Pär Winzell: One of the things I've found is how difficult it is to make plans when the number of uncertainties grow too large, and so you just sort of, you're like a deer in the headlight. You can try to think it through, and we're doing that, and we're preparing, but we don't have a plan, because we cannot make one plan. We would have to make 32 plans. And that is part of the, sort of, limbo.
And I know that there are people in Plainfield who are in the buyout program who are just waiting and waiting. But this waiting is actually quite destructive. It's not just that time has passed in like, you know, it costs money to live. People don't know whether they can start something new, whether they should try to repair what they have, whether they could possibly afford to buy another place with the FEMA money that they might get. There's just an enormous amount of uncertainty all around.
We sank everything we had into this place because we thought we're going to live here forever.Karen Meisner
Erica Heilman: What are the other factors in the last year, what are the other things that you've been thinking about this year as you've been trying to figure out what to do?

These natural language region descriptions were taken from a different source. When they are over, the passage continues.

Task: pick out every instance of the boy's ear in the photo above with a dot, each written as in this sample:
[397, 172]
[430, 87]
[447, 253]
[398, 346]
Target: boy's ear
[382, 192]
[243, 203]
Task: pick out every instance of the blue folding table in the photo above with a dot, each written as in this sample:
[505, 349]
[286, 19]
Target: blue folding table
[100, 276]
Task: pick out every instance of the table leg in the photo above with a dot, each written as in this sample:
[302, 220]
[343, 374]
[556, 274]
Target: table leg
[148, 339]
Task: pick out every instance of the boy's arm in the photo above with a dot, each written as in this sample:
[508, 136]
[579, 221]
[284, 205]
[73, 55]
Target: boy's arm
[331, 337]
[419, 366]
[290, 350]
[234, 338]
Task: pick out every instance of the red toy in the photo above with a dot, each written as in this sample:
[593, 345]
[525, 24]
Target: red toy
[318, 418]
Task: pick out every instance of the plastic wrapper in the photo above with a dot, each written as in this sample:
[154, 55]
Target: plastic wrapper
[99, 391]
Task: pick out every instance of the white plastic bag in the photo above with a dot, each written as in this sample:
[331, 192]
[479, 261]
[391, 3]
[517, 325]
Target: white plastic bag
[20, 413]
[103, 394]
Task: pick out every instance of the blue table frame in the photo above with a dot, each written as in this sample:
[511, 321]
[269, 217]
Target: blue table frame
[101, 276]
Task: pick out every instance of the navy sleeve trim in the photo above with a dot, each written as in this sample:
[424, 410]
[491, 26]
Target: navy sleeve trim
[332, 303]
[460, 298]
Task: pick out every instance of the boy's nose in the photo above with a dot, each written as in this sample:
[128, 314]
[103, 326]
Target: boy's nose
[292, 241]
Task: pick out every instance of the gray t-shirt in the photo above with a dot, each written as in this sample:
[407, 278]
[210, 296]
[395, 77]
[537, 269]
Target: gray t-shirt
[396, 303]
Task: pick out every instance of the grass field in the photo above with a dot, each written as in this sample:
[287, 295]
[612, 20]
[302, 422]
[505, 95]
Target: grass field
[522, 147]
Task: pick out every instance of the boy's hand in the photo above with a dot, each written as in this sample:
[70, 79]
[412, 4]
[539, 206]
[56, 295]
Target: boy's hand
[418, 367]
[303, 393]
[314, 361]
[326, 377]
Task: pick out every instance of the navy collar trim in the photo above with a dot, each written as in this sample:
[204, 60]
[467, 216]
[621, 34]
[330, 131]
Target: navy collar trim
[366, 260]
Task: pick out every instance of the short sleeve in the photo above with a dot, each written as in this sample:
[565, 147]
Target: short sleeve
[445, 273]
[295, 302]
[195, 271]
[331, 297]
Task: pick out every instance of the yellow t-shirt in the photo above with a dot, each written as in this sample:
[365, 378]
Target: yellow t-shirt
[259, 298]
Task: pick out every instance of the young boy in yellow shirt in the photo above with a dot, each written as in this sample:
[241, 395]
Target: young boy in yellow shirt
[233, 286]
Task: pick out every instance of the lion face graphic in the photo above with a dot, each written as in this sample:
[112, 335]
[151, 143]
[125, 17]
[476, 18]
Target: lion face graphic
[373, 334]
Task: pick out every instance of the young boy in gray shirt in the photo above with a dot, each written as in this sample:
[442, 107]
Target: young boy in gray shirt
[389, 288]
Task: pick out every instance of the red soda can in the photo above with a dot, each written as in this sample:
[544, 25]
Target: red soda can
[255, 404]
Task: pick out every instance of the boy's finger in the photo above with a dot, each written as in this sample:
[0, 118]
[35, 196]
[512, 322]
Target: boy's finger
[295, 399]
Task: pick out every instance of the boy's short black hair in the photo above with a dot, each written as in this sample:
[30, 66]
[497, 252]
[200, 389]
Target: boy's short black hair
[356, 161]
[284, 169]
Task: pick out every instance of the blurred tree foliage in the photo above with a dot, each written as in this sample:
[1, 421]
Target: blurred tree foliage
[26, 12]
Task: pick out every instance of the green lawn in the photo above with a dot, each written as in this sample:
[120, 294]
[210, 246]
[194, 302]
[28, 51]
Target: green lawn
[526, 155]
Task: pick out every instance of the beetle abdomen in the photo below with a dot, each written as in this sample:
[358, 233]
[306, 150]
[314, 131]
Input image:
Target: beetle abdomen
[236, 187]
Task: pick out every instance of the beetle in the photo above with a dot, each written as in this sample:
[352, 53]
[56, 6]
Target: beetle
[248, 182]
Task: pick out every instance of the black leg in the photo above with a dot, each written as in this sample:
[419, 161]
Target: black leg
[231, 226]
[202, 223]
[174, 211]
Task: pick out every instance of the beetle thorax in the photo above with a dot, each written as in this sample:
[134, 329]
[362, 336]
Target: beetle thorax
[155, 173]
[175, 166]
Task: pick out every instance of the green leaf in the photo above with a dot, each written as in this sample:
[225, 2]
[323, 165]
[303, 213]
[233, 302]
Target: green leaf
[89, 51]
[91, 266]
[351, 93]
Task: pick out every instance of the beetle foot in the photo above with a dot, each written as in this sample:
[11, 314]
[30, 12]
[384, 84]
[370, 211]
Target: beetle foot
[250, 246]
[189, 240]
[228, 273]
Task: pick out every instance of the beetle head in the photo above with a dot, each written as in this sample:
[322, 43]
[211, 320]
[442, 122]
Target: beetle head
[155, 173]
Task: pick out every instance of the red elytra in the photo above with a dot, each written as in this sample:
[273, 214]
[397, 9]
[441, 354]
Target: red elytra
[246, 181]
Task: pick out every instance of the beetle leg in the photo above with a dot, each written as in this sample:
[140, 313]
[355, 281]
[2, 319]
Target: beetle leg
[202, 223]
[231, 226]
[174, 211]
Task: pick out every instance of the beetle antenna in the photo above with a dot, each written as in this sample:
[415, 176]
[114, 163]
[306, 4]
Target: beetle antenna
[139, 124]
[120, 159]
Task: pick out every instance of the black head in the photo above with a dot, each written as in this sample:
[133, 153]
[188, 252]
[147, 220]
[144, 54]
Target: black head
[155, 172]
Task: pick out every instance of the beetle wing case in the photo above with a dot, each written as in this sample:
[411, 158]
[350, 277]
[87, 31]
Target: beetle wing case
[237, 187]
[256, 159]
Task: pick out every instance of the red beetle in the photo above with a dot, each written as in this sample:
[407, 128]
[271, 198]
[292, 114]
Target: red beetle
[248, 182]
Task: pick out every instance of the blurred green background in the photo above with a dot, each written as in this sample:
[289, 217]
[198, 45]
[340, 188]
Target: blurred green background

Pär Winzell: Well, one of the things that happened is that over the course of the winter and spring, immigration policy in the U.S. changed pretty dramatically and in sort of chaotic ways, where, for me, personally, leaving the country right now feels fraught, because I would have to come back.
I have a green card. I've lived here for 30 years. You know, I'm a resident in good standing. But I, you know, when I was 19, I had a small altercation in Sweden.
Karen Meisner: "Altercation" makes it sound like a fight. When he was a teenager, he used his local university's internet, because that was the only internet available in the '80s, and he used it to get to a bulletin board where he could talk to people and just have conversations. And he loved doing that, but it rang up a big phone bill for the university, which does not matter in Sweden. He paid them back, and then the next year, he went to that university. So nobody in Sweden cares, but it counts as fraud and counts as a felony in the United States.
It doesn't matter that his crime was adorable. It counts as a felony. So now, if he leaves the country and tries to come back in, and somebody says, "Well, you're a felon with a green card." His ability to enter the country and not be detained and thrown into, you know, a Gulag somewhere, is seriously in doubt.
Pär Winzell: So I'm staying put for now, because I don't want to risk that. I have an 80-year-old mother who's probably going to break a hip one day, and I want to be able to go back for that. For now, I mean, this is, this is my home.
Karen Meisner: We also have a child. And our child is an autistic, transgender, wonderful, wonderful person who can't really live on their own. And we're worried about them. We're worried about the world that is waiting for them, because it's becoming very hostile to queer people. And we want our kid to feel like they can walk freely in the world without the people in charge of things telling them that they don't exist.
Pär Winzell: All of us qualify for a Swedish citizenship down the line, and we'll get those processes started. But we don't want to go.
Why? Why not go? I love this country. You meet thrilling people of every possible variation, everywhere you go.
I don't want to lose diversity. I want more diversity, I want to run into people from a million countries with brilliant ideas who come here specifically because the U.S. is a place where amazing things happen, and has for hundreds of years.
There's a reason why people immigrate here beyond there's no other recourse or beyond the paycheck. People come here because there's something that is difficult to define, but they know it and they want it and they didn't have it back home. It is, ah, man ... hopeful.
Erica Heilman: Will you be here in a year?
Karen Meisner: We don't know. Will FEMA and Vermont buy our house or are we going to go bankrupt? Will the government tell immigrants that people with Pär's history can't enter the country? Will the situation become untenable for kids like ours who are autistic, kids like ours who are transgender?
We sank everything we had into this place because we thought we're going to live here forever. We had big dreams for it, but the river had other plans.